For what it's worth, the scientific panel of the European Food Safety Agency reviewed Seralini's work and declared it statistically flawed:

In the absence of any indications that the observed differences in test parameters are indicative of adverse effects, the GMO Panel does not consider that the publication by Séralini et al. (2007) raises new issues which are toxicologically relevant. Therefore, the GMO Panel sees no reason to revise its previous opinion that the MON 863 maize would not have an adverse effect on human and animal health or the environment in the context of its proposed use.

Nevertheless, Seralini sued Fellous for libelously suggesting that his funding source might be relevant to his scientific credibility. The French court has just awarded Seralini a symbolic 1 euro and levied a 1,000 euro fine. 

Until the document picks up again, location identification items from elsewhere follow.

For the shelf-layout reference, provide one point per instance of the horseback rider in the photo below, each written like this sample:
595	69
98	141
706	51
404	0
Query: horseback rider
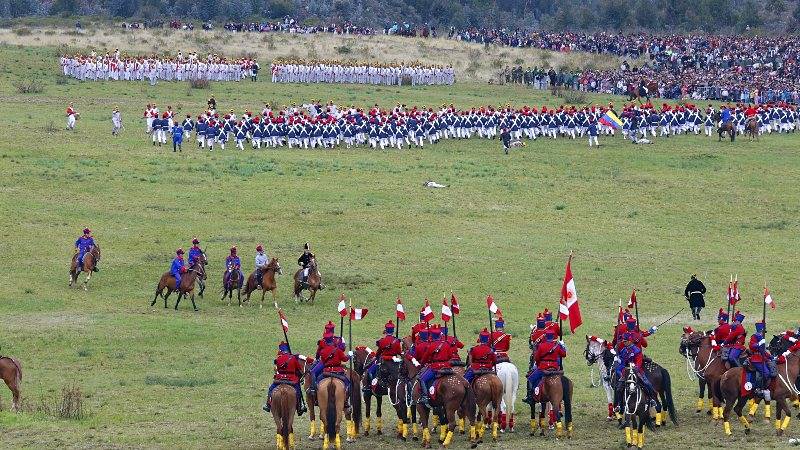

Is this now a trend? Environmental activists dragging scientists into court to "settle" scientific disputes? As evidence for a trend, consider the infamous case against "skeptical environmentalist" Bjorn Lomborg in which activist critics managed to get a Danish scientific kangaroo court to declare his work "dishonest." That decision was later overturned and the committee that made it rebuked by the Ministry of Science. And there is the more recent criminal defamation case against biologist Ernesto Bustamante in Peru. Fortunately Bustamante's conviction for "defaming" an anti-biotech researcher was just overturned.